Dreamscaper entrances. Ethereal and indistinct, the game’s aesthetic captures that fleeting sense of a dream, where details fade and all that’s left is the vague impression of a mood or idea. You want nothing more than to float away in the gorgeously misty visuals and the airy tunes that make up the stage.
Still in development but currently playable as Dreamscaper: Prologue, the game is divided into two aspects much like Atlus’ Catherine — a traditional gameplay experience supported by a social development element. The meat of the game is rogue-lite action RPG gameplay that takes place within protagonist Cassidy’s nightly dreams. As she falls asleep, she drops through the mists into a village that appears cosy but is actually anything but. Each dream is procedurally generated from a set of room tiles that may contain shops, combat challenges, puzzles, or simple rewards. Dream-Cassidy’s starting equipment is also partly randomized, which forces you to adapt to the intricacies of each weapon.
The variety is broad rather than deep. The regular suspects of swords, scythes, and bows are present, but players can also find water pistols, baseball bats, and yo-yos. Each weapon balances power, speed, and range to provide options for everyone. With only a single three-hit combo and an alternate attack for each melee weapon, Dreamscaper is approachable for gamers of all experience levels. Advanced players will find more satisfaction later, as stronger and more varied enemies demand mastery of the entire combat suite, including ranged attacks, special abilities, dodging, and blocking.
Most Dreamscaper players will almost certainly spend the bulk of their time in the dreams, though the waking portion is no less important. While awake, Cassidy can travel to the local bookshop, café, and bar, talking to the four characters who appear there. Leveling up the friendships provides insight into the personalities of each character while also revealing what brought Cassidy to the city of Redhaven, though this prologue, of course, does not have all the answers. What story is present is intriguing, and the way the dream bosses are named for Cassidy’s emotions is an interesting, if not particularly subtle, form of storytelling.
While effective at providing downtime from the action-oriented gameplay, this exploration side feels undercooked. For example, all four characters can be found every night, and relationships can only improve.
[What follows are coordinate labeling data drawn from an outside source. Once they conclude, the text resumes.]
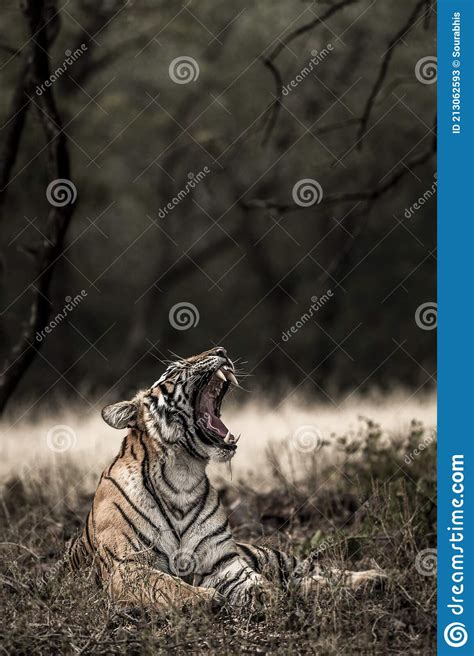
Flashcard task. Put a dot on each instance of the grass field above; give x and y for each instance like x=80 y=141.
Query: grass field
x=359 y=491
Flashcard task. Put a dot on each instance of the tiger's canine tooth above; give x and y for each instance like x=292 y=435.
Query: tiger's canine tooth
x=232 y=378
x=220 y=374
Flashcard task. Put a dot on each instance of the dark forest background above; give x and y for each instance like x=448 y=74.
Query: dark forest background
x=237 y=247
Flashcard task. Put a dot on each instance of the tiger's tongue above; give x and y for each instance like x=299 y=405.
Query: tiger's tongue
x=217 y=425
x=213 y=422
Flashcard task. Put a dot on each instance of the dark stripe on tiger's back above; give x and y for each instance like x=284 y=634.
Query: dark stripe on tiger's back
x=151 y=490
x=134 y=506
x=141 y=536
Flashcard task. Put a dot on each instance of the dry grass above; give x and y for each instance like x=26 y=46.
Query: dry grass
x=356 y=500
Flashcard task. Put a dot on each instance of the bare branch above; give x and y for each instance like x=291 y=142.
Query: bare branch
x=384 y=69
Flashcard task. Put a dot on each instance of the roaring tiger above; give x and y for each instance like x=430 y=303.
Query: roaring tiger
x=157 y=532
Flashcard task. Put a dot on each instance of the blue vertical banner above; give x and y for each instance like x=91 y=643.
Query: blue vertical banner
x=455 y=327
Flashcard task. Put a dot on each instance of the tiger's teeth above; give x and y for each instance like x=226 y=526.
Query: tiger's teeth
x=220 y=374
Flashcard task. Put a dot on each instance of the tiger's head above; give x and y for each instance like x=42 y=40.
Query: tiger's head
x=183 y=407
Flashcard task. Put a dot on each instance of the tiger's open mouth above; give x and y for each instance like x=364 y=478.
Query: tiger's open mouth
x=208 y=408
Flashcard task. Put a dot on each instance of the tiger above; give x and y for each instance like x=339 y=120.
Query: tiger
x=157 y=533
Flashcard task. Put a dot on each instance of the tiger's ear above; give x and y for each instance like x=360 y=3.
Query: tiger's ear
x=120 y=415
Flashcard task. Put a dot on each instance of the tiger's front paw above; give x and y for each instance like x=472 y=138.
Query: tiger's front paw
x=371 y=578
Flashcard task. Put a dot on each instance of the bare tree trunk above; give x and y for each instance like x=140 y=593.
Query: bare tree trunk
x=43 y=21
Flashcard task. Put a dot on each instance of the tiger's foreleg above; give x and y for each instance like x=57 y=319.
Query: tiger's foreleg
x=305 y=575
x=132 y=584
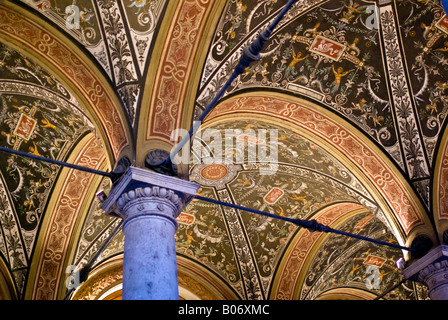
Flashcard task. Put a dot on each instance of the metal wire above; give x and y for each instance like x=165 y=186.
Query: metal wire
x=251 y=53
x=60 y=163
x=311 y=225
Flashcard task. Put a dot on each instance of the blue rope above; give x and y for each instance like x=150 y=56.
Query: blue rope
x=251 y=53
x=60 y=163
x=311 y=225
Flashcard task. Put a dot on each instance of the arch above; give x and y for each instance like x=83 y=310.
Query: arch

It all feels too straightforward.
The development team, Afterburner Studios, has ensured that the waking and sleeping sections are firmly intertwined. Performance in the dreams determines how long players have to engage in social activities, while resources gathered while sleeping are used to craft gifts in the real world. These gifts can speed up improving friendships. Moreover, getting to know Eve, Tamal, Alison, and Bruce unlocks additional weapons, items, and abilities for the dream sections. The two sides work in harmony, with the player free to set their own pace.
A single run through the dreamscape can be completed in less than 10 minutes, ensuring snappy, repeatable play sessions. Each location has an easy and more difficult layout. Between the free Prologue and the Supporter’s Edition (which doubles the content of the free version), players have four variants to work through, but even that seemingly small amount of content will provide keen players upward of 10 hours of play if they want to unlock everything.
Dreamscaper: Prologue doesn’t really offer anything new, but it doesn’t need to. The action-based gameplay is easy to pick up and tough to master, while the quick levels make diving back in a pleasure. Some things could be improved and expanded upon for when the full game releases later this year, but Afterburner Studios is on track to produce a compelling product. However, if the game somehow comes up short, Dreamscaper should make an appearance at awards season anyway for the remarkable beauty in both its visuals and audio.